Le mariage implique des engagements réciproques entre les conjoints. Malheureusement, lorsque ces obligations sont négligées, des divorces peuvent être prononcés pour faute. Une telle procédure peut influer négativement sur l'ex-conjoint reconnu fautif, entraînant des répercussions financières et juridiques importantes.
Quels sont les motifs justifiant un divorce pour faute ? Qui détermine ce qui constitue une faute ? Explorons ensemble ce processus, qui ne représente qu'une faible fraction des divorces en France.
Les diverses catégories de divorce
En France, le divorce se décline en plusieurs procédures, regroupées en deux grandes catégories : le divorce par consentement mutuel et les procédures contentieuses.
Divorce par consentement mutuel
Depuis 2017, le divorce par consentement mutuel est privilégié, permettant aux époux de divorcer sans avoir à passer par le tribunal. Les deux parties doivent toutefois se mettre d'accord sur les modalités du divorce, que leurs avocats consignent dans une convention. Un notaire finalise alors cette convention, lui conférant une valeur légale.
Procédures contentieuses
La seconde catégorie englobe plusieurs types de divorces contentieux :
- Divorce accepté : Les conjoints conviennent de divorcer, mais se disputent sur les conditions. Bien que la cause du divorce ne soit pas au centre des débats, les intérêts de chacun sont en jeu.
- Divorce pour altération définitive du lien conjugal : Après plus d'un an de séparation, l'un des époux peut demander le divorce sans nécessiter l'accord de l'autre, qui peut cependant choisir de répondre par une demande de divorce pour faute.
- Divorce pour faute : Ici, les motifs de la rupture sont cruciaux. Une des parties accuse l'autre de manquement grave aux obligations matrimoniales.
Les fautes reconnues en procédure de divorce
Le divorce pour faute, bien que moins fréquent (environ 10 % des divorces), peut être invoqué pour divers motifs. Les époux, liés par des valeurs telles que la fidélité et le respect, peuvent se voir confrontés à des accusations de :
- Violences conjugales
- Adultère
- Harcèlement moral
- Non-participation aux charges du mariage
- Indifférence aux besoins essentiels
- Déloyauté
Prouver la faute : un défi légal
Pour que la faute soit reconnue, des preuves tangibles doivent être fournies : témoignages, certificats médicaux, ou constats d'autorités compétentes. Il est crucial de noter que seule la procédure contentieuse nécessitera un jugement, tandis que le consentement mutuel dispense d'une audience en tribunal.
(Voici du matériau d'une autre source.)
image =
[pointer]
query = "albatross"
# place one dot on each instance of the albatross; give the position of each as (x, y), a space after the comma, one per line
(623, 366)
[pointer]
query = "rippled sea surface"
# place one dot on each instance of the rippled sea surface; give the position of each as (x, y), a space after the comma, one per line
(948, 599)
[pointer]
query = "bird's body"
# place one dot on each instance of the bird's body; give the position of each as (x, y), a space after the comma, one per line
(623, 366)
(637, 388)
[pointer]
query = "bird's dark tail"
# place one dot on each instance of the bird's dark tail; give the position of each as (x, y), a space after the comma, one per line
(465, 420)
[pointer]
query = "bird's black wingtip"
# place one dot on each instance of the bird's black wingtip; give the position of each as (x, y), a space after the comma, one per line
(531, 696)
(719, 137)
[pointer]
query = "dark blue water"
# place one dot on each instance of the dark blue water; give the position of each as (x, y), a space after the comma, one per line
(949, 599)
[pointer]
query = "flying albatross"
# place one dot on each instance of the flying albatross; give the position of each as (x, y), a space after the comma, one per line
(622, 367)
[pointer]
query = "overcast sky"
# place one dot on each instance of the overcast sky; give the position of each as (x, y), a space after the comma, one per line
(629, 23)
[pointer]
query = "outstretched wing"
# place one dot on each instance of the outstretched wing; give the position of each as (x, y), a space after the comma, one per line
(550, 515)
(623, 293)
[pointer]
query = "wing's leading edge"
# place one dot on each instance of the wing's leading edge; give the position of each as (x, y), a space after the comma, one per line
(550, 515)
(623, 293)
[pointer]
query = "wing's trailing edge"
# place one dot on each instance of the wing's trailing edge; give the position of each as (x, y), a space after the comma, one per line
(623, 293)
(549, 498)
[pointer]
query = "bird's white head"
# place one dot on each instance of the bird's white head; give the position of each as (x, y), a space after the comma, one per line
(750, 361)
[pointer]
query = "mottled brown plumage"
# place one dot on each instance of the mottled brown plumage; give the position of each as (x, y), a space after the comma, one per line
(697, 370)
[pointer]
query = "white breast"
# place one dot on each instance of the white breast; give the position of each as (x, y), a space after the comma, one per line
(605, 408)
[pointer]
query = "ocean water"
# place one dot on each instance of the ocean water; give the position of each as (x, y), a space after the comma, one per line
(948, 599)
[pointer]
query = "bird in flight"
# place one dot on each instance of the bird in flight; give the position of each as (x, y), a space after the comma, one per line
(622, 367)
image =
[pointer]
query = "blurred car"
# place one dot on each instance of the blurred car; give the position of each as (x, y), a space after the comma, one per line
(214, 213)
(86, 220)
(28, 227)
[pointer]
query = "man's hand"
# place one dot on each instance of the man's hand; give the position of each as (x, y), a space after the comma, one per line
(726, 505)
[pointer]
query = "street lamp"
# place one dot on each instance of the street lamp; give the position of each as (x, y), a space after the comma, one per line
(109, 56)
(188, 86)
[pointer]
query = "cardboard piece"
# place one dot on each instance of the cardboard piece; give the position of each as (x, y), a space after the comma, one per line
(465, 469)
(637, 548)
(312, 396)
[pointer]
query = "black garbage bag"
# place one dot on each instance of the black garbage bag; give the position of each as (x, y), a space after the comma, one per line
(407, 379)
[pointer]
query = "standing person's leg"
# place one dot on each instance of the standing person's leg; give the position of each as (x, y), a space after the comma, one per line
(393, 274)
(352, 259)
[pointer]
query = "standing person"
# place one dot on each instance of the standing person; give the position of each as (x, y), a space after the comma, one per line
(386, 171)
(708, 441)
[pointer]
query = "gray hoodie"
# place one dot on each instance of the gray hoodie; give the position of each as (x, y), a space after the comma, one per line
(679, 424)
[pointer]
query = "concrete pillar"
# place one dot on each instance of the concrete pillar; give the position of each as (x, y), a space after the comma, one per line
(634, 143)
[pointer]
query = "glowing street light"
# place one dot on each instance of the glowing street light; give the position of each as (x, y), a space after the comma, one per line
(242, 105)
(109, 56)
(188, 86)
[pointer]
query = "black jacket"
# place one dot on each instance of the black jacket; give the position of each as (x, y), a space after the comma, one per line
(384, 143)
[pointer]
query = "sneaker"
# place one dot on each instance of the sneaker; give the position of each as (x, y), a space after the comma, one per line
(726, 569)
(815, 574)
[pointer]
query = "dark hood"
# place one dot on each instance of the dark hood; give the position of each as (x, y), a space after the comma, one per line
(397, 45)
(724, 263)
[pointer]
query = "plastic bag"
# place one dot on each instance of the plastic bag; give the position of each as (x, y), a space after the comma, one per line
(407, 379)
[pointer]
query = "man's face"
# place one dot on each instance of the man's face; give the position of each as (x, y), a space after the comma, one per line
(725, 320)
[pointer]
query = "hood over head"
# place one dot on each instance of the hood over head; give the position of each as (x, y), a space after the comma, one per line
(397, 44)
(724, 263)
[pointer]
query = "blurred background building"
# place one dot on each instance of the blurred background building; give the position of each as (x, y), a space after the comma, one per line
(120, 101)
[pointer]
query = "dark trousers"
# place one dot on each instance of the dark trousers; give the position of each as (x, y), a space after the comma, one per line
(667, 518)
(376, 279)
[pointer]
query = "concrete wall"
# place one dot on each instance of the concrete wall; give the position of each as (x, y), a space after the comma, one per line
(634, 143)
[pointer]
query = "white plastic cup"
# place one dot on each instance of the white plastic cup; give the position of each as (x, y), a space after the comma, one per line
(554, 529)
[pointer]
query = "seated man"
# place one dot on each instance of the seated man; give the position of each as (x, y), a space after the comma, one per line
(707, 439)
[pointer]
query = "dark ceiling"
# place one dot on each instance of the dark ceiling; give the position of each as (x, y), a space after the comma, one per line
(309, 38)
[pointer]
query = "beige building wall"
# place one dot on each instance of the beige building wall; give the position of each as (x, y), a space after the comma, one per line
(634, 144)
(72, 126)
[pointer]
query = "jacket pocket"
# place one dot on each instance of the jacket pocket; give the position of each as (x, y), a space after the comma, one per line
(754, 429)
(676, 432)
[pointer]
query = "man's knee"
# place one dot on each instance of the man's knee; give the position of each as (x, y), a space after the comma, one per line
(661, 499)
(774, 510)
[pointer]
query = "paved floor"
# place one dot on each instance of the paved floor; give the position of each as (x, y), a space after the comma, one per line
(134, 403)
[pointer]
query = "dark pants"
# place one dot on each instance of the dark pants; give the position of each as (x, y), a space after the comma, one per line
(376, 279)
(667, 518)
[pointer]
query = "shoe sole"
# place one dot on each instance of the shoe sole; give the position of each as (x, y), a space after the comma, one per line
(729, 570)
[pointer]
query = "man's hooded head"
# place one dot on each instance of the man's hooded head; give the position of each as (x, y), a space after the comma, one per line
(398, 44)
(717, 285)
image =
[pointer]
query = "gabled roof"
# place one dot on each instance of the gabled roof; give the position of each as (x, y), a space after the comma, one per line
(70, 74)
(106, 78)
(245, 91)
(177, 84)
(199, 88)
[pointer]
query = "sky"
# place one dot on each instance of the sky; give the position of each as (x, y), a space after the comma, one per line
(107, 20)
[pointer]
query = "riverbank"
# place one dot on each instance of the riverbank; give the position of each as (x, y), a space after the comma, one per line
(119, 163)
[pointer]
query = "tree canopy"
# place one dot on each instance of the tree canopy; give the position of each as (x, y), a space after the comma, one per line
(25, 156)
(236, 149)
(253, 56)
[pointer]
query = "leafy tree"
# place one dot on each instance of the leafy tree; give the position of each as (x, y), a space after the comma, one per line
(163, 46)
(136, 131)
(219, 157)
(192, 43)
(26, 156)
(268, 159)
La définition de la faute relève de l'appréciation du juge, celui-ci tenant compte de divers facteurs tels que la nature des actes, la motivation et le contexte.
Conséquences d'un divorce prononcé pour faute
Les implications pour l'époux reconnu fautif peuvent être significatives.
Frais de justice
Le juge peut imposer au conjoint fautif de couvrir non seulement ses propres frais, mais aussi ceux de l’autre partie, en fonction de la faute constatée.
Prestation compensatoire
En cas de divorce pour faute, le droit à une prestation compensatoire peut être annulé, surtout si les torts sont exclusivement attribués à l'un des époux.
Dommages et intérêts
L'époux fautif peut également être contraint d'indemniser l'autre partie en cas de préjudice prouvé découlant de la faute. Par exemple, des violences conjugales pourraient entraîner des compensations financières, si celles-ci sont corroborées par des éléments probants.